L’intégration social n’est pas un élément objectif mais c’est aussi un élément subjectif : cela dépend aussi de l’idée qu’on les individus de leur intégration sociale, si ils se sentent légitimes, bien intégrés. Ce n’est pas qu’une question de niveau de revenu.
Plusieurs facteurs interviennent, comme l’âge. La participation électorale est plus faible chez les jeunes et chez les personnes âgées.
L’insertion professionnelle. Les actifs ont plus tendance à aller voter que les inactifs. Ceux qui ont des contrats de longue durée vont plus aller voter que les autres. Il y a aussi un lien avec la mobilité géographique, si l’on n’est pas inscrit sur les listes. Le fait d’avoir des enfants (intégration sociale) fait que l’on a envie d’aller voter pour donner son avis au nom de l’avenir de ses enfants.
Comme le degré d’intrégration sociale évolue au cours du temps, il semble logique que l’abstention aussi : il y a un dynamise intrinsèque à la vie humaine.

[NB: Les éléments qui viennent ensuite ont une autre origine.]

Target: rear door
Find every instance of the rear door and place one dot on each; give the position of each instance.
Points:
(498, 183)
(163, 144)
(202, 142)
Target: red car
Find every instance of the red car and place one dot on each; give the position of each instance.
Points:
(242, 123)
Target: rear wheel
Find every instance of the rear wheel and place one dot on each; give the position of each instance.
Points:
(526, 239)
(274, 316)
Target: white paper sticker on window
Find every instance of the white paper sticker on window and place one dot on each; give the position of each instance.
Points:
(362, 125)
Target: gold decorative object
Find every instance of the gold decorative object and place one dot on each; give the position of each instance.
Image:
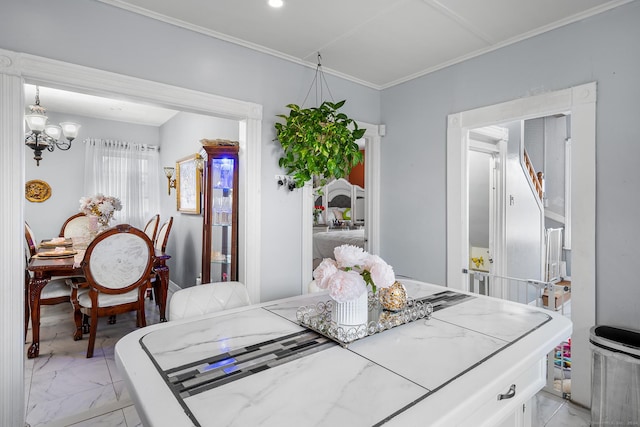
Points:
(218, 142)
(37, 191)
(393, 298)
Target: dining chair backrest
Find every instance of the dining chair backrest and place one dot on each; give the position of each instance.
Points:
(30, 240)
(118, 260)
(163, 235)
(207, 298)
(75, 226)
(152, 227)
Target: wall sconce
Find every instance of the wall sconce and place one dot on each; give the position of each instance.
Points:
(171, 183)
(199, 161)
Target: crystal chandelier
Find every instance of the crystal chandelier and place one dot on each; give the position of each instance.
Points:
(46, 136)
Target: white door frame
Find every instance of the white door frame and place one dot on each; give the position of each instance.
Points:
(17, 67)
(373, 137)
(497, 148)
(580, 102)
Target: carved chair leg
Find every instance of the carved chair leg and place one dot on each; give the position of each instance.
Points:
(92, 333)
(85, 324)
(78, 317)
(141, 320)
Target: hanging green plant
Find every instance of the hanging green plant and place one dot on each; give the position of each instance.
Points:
(319, 143)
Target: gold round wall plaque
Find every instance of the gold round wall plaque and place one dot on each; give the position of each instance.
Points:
(37, 190)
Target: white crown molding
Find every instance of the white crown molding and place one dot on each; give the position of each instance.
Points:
(12, 294)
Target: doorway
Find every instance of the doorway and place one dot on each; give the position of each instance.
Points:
(580, 102)
(372, 137)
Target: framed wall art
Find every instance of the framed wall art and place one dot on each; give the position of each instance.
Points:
(188, 185)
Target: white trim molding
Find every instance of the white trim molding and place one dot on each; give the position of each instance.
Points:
(12, 155)
(15, 69)
(373, 137)
(580, 102)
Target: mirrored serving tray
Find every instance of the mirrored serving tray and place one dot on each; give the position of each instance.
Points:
(318, 318)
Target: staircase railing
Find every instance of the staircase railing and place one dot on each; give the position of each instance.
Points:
(536, 178)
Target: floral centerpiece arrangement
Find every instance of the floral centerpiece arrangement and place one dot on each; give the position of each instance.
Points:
(100, 206)
(353, 269)
(317, 211)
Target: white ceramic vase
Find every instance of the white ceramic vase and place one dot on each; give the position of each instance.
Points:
(351, 313)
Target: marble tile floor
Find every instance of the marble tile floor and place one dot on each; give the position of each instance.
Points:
(65, 389)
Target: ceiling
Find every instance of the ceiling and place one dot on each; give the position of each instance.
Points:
(377, 43)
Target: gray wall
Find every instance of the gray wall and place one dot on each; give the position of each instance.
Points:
(602, 48)
(64, 170)
(101, 36)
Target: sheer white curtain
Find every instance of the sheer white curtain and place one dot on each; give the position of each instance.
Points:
(128, 171)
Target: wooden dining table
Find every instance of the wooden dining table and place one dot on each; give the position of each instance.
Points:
(44, 269)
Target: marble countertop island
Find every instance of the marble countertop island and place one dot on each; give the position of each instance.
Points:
(476, 361)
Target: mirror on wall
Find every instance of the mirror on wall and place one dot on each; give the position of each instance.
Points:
(339, 213)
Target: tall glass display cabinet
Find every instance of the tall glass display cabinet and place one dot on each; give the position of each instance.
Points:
(220, 222)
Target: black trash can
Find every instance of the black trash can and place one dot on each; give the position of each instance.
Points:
(615, 377)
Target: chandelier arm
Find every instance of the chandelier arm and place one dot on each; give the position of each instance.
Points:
(64, 145)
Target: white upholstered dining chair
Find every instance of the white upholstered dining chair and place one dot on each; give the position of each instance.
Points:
(207, 298)
(117, 266)
(57, 291)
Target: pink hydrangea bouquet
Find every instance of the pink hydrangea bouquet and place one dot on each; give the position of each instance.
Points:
(353, 269)
(100, 206)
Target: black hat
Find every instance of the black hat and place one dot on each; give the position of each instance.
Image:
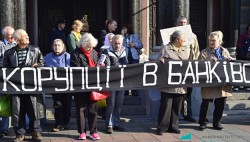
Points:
(59, 21)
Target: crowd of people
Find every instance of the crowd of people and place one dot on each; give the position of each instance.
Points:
(78, 50)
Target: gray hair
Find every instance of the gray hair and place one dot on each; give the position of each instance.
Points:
(175, 35)
(59, 40)
(4, 30)
(17, 34)
(218, 34)
(88, 40)
(180, 18)
(115, 37)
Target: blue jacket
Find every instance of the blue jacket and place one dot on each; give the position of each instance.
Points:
(138, 45)
(53, 60)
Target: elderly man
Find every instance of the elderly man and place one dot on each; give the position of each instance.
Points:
(7, 43)
(26, 55)
(186, 109)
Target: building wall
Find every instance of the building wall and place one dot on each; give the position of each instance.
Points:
(244, 14)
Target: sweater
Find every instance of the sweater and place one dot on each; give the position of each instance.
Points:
(53, 60)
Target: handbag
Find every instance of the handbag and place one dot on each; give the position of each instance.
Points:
(138, 51)
(5, 105)
(99, 95)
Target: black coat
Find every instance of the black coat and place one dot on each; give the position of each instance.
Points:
(34, 56)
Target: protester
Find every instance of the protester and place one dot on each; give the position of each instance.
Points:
(25, 55)
(243, 49)
(214, 94)
(85, 56)
(107, 44)
(107, 41)
(171, 98)
(57, 33)
(195, 51)
(133, 44)
(75, 36)
(117, 55)
(62, 102)
(7, 43)
(110, 27)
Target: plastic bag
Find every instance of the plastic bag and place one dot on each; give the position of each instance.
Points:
(5, 105)
(99, 95)
(102, 103)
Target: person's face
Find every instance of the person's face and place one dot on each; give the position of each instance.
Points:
(58, 47)
(110, 39)
(117, 44)
(181, 22)
(124, 31)
(88, 48)
(8, 36)
(61, 25)
(181, 41)
(112, 26)
(24, 39)
(214, 42)
(78, 29)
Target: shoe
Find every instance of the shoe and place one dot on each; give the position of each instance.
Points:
(36, 136)
(202, 127)
(2, 134)
(119, 128)
(66, 126)
(217, 127)
(190, 119)
(58, 128)
(159, 132)
(19, 138)
(82, 136)
(109, 130)
(206, 120)
(236, 89)
(172, 130)
(95, 136)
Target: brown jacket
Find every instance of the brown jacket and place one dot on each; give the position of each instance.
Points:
(214, 92)
(167, 52)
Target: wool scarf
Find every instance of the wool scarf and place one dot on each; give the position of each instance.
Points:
(77, 35)
(88, 55)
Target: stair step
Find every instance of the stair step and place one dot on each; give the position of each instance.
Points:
(131, 100)
(236, 112)
(126, 110)
(237, 105)
(240, 96)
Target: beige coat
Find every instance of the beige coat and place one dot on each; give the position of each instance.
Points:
(214, 92)
(167, 52)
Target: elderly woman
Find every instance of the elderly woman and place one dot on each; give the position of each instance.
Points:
(85, 56)
(117, 55)
(75, 36)
(62, 102)
(214, 94)
(171, 98)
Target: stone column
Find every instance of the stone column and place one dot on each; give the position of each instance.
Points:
(7, 13)
(20, 17)
(136, 16)
(180, 8)
(235, 22)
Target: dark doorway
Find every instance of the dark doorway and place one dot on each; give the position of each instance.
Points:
(198, 20)
(51, 10)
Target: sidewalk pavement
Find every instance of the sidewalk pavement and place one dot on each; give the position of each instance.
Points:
(140, 128)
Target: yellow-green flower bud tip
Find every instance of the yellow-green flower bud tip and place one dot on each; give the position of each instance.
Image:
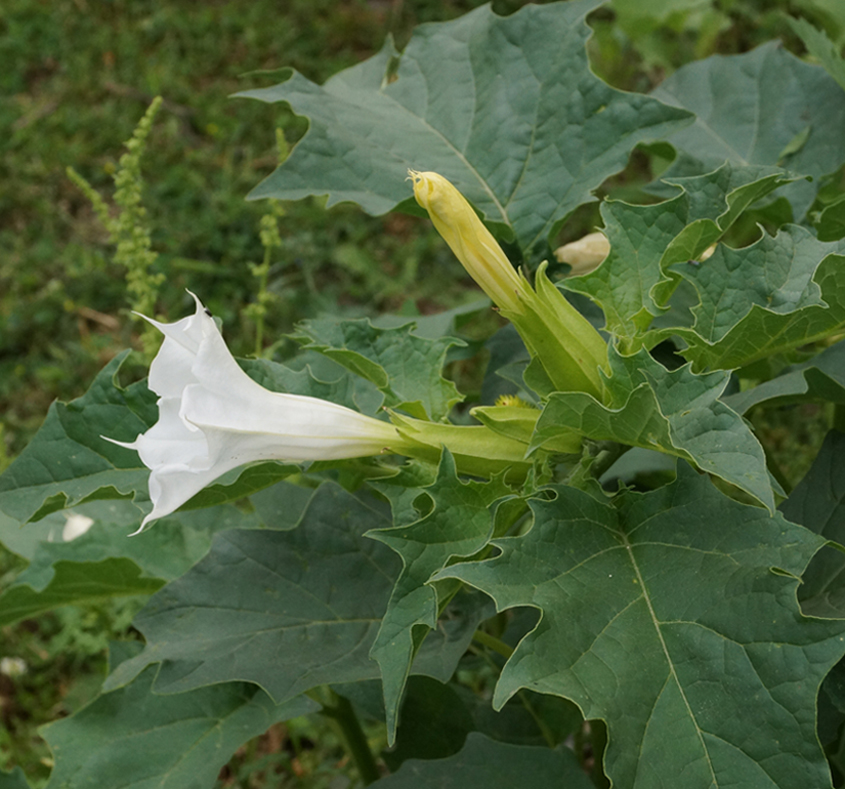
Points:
(472, 243)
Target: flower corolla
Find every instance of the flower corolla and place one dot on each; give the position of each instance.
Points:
(472, 243)
(213, 418)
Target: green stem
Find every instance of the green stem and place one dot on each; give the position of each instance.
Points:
(262, 289)
(491, 642)
(340, 712)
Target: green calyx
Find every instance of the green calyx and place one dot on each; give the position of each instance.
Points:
(570, 351)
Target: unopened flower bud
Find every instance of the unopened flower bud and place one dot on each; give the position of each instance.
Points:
(472, 243)
(585, 254)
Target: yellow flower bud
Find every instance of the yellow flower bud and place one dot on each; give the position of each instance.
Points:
(585, 254)
(472, 243)
(561, 340)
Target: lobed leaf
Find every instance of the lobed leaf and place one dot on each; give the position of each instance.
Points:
(818, 503)
(68, 462)
(750, 108)
(635, 280)
(820, 378)
(486, 764)
(406, 368)
(505, 107)
(459, 525)
(772, 296)
(287, 610)
(693, 635)
(135, 739)
(677, 412)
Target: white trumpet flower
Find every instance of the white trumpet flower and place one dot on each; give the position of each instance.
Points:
(213, 418)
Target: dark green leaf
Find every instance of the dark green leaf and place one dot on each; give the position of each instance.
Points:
(820, 378)
(634, 281)
(68, 461)
(831, 223)
(676, 412)
(505, 107)
(459, 525)
(406, 368)
(433, 723)
(133, 739)
(312, 598)
(487, 764)
(76, 583)
(13, 780)
(673, 617)
(818, 503)
(749, 108)
(774, 295)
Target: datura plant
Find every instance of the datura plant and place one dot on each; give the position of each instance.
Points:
(594, 566)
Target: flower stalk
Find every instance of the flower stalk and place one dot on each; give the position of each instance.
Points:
(213, 418)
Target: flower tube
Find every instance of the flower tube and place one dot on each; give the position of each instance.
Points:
(560, 340)
(472, 243)
(213, 418)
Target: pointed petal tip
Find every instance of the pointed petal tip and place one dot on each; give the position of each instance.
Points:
(125, 444)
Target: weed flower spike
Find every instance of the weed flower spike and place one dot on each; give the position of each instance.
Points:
(213, 418)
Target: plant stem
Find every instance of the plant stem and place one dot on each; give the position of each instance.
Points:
(491, 642)
(264, 270)
(340, 711)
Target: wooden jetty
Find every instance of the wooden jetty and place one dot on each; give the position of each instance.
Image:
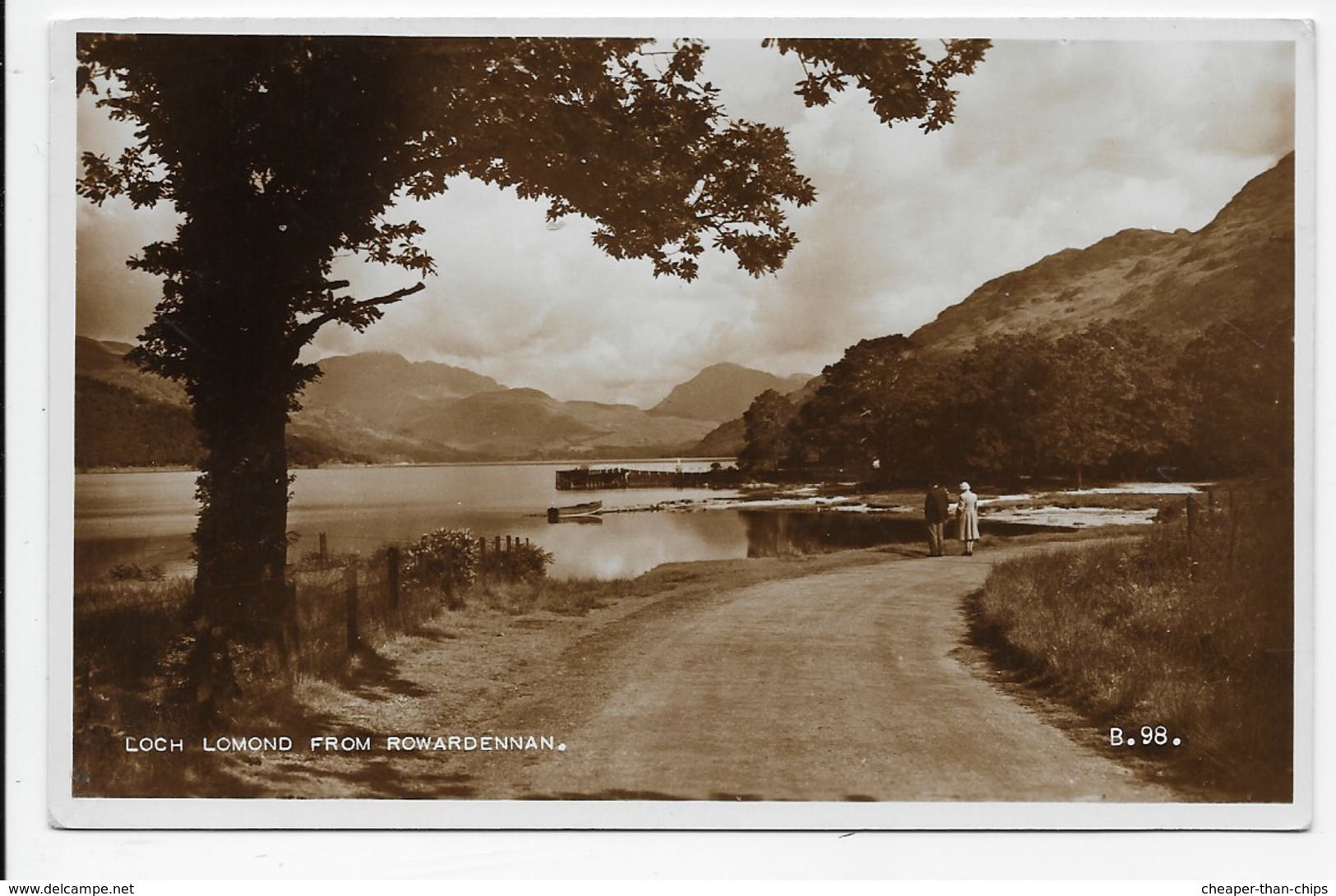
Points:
(591, 479)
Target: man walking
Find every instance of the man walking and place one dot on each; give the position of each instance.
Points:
(936, 510)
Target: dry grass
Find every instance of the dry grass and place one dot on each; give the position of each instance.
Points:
(1141, 633)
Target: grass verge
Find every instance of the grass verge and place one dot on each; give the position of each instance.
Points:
(1195, 637)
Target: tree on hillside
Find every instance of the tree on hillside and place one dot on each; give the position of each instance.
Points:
(1239, 381)
(280, 152)
(770, 442)
(1112, 395)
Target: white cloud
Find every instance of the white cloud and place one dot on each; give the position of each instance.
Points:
(1056, 145)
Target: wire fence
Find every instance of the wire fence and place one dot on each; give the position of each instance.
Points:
(341, 604)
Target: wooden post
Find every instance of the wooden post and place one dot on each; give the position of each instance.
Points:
(1190, 536)
(391, 575)
(350, 600)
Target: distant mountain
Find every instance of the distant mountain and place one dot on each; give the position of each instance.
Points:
(723, 391)
(372, 408)
(728, 438)
(128, 418)
(382, 389)
(1240, 266)
(525, 423)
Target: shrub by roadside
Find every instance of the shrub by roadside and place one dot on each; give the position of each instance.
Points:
(1196, 637)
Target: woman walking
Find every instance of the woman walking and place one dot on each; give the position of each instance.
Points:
(968, 519)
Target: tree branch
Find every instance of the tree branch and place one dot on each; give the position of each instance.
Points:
(348, 314)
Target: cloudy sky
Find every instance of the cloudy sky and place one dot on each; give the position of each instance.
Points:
(1056, 145)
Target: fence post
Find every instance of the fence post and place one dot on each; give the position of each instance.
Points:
(350, 601)
(1190, 536)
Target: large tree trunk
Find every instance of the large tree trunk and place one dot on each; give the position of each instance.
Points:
(241, 395)
(241, 541)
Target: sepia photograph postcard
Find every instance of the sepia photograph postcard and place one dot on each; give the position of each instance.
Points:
(679, 423)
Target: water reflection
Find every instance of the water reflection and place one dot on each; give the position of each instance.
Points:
(146, 519)
(775, 533)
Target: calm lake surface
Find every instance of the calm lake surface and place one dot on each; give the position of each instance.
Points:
(146, 519)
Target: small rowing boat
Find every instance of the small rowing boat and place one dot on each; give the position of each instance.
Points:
(585, 511)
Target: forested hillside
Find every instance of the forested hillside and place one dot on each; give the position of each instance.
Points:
(1182, 369)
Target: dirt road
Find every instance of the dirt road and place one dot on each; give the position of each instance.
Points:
(842, 686)
(831, 677)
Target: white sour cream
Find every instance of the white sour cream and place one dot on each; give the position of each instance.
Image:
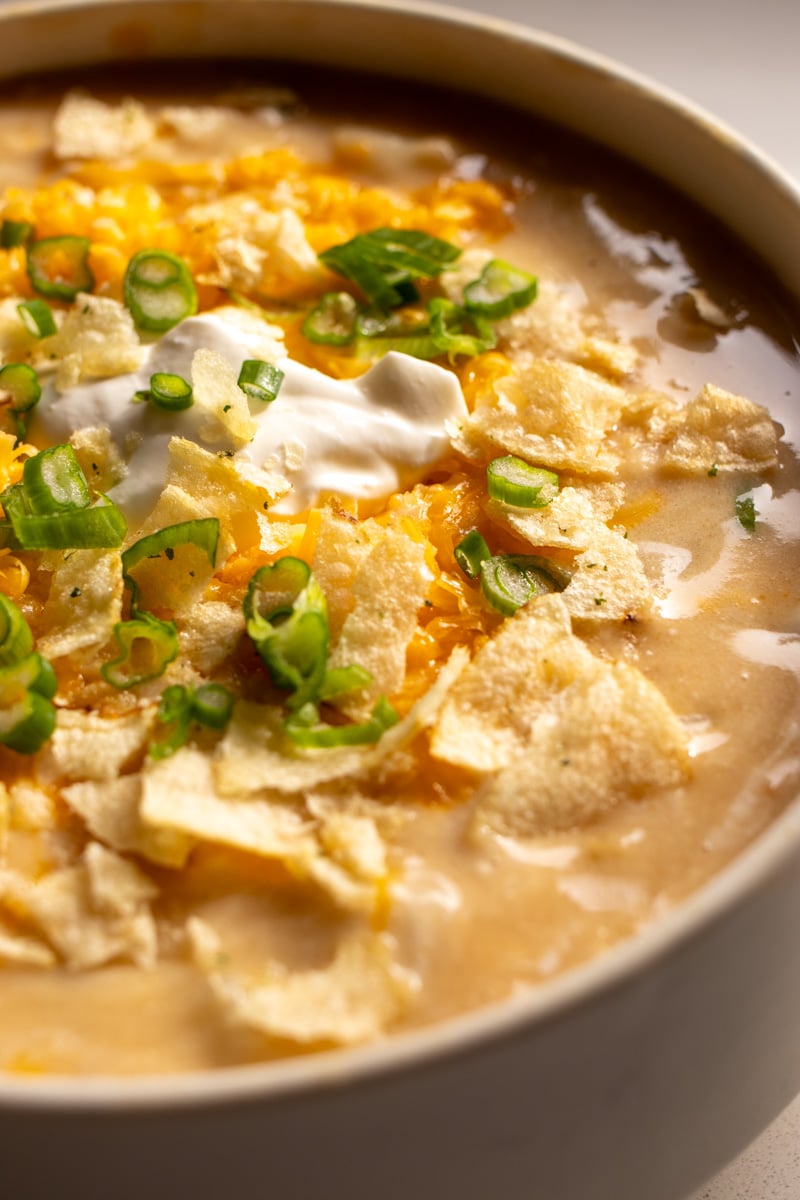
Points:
(362, 438)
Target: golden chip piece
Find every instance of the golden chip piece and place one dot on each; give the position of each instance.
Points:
(552, 413)
(84, 603)
(349, 1001)
(97, 339)
(85, 127)
(388, 589)
(487, 718)
(94, 912)
(606, 738)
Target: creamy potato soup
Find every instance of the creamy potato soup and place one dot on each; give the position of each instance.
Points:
(398, 563)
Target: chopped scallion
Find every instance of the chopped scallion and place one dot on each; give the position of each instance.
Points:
(169, 393)
(328, 737)
(515, 481)
(332, 321)
(384, 263)
(37, 318)
(470, 552)
(22, 384)
(510, 581)
(260, 381)
(58, 268)
(499, 291)
(158, 289)
(456, 331)
(14, 233)
(146, 647)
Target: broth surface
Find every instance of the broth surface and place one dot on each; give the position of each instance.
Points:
(470, 919)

3-      L’influence de la conjoncture.

Le type d’élection : on ne va pas voter pareil selon l’enjeu et la compréhension que l’on a de l’enjeu.
Le calendrier électoral : trop d’élections rapprochées lassent l’électeur. Cela crée de l’abstention qui n’est pas en lien avec la volonté politique des citoyens.

4-      La crise des rapports entre représentants et représentés (Etienne SCHWEISGUTH)

Il travaille à partir de sondages et il observe que l’intérêt des citoyens pour la politique augmente depuis 20 ans. Il observe aussi que les citoyens sont de plus en plus informés. En revanche l’identification aux partis décline.
Cette observation conteste deux thèses :
=> Cela va en l’encontre de l’idée que le bien être matérielle aboutirait à un individualisme et à un repli sur soi.
=> Cela va aussi à l’encontre de l’idée que l’abstention est liée au manque d’instruction politique.

Il fait deux propositions :
=> Nos sociétés contribuent à saper la crédibilité et le prestige des hommes politiques. Il y a une autorité désacralisée : le niveau de vie et l’instruction des citoyens fait qu’ils sont plus critiquent et plus autonome par rapports aux institutions politiques (partis, syndicats, etc.)
La presse est devenue plus libre et plus critiques à l’égard du pouvoir politique. Un journalisme d’investigation s’est développée et va jusqu’à mettre sur la place publique de la vie privée des hommes politiques. La vie des politiques se déroulent sous l’œil permanent de la télévision. Les médias captent d’avantage l’attention des individus en mettant en avant des aspects négatifs plutôt que positifs, entretenant la désacralisation des hommes politiques.
=> Il y a un apaisement des conflits idéologiques, il y a une convergence entre les positions des grands partis. Cela affaiblit la propension des électeurs à s’affilier à un homme politique, c’est le règne des modérés. Il y a aussi beaucoup de cohabitation. On ne peut plus aussi facilement différencier les idées de tel ou tel parti. Désaffection des plus jeunes.

Cette théorie décrit un autre profil d’abstentionnistes qui ne s’intéressent pas aux grands partis mais qui peuvent quand même s’intéresser à la politique. S’abstenir peut être une forme de revendication, cela peut être une forme de vote protestataire.

Conclusion :
Il faut retenir la différence entre l’abstention constante et l’abstention intermittente. Certaines formes d’abstention sont liés à un niveau d’éducation, une autre à l’intégration social et enfin une liée à lé détérioration de l’identification.
Il y a un relâchement de la contrainte sociale liée au vote. Cette position d’abstentionniste est plus tenable pour les individus.

On peut réfléchir à la différence qu’il peut y avoir entre l’absence de participation par les formes conventionnelles et la politisation. Des travaux se sont mis en place depuis 30 ans pour voir comment des populations marginalisée qualifiées d’apathique politiquement ont en fait d’autres formes de participation politique, parfois spécifique.
James SCOTT,  l’art de la résistance montre que des pratiques sociales qui sont a priori apolitique peuvent en fait avoir une valeur très subversive et porter une forme de contestation politique. Parfois, le rapport de domination est tellement fort que les dominés ne peuvent pas contester le pouvoir dominant et contourne cette domination. En faisant passer des charades, avec les gospels qui ont un double sens, se faisant passer pour des chansons religieuses, les carnavals médiévaux.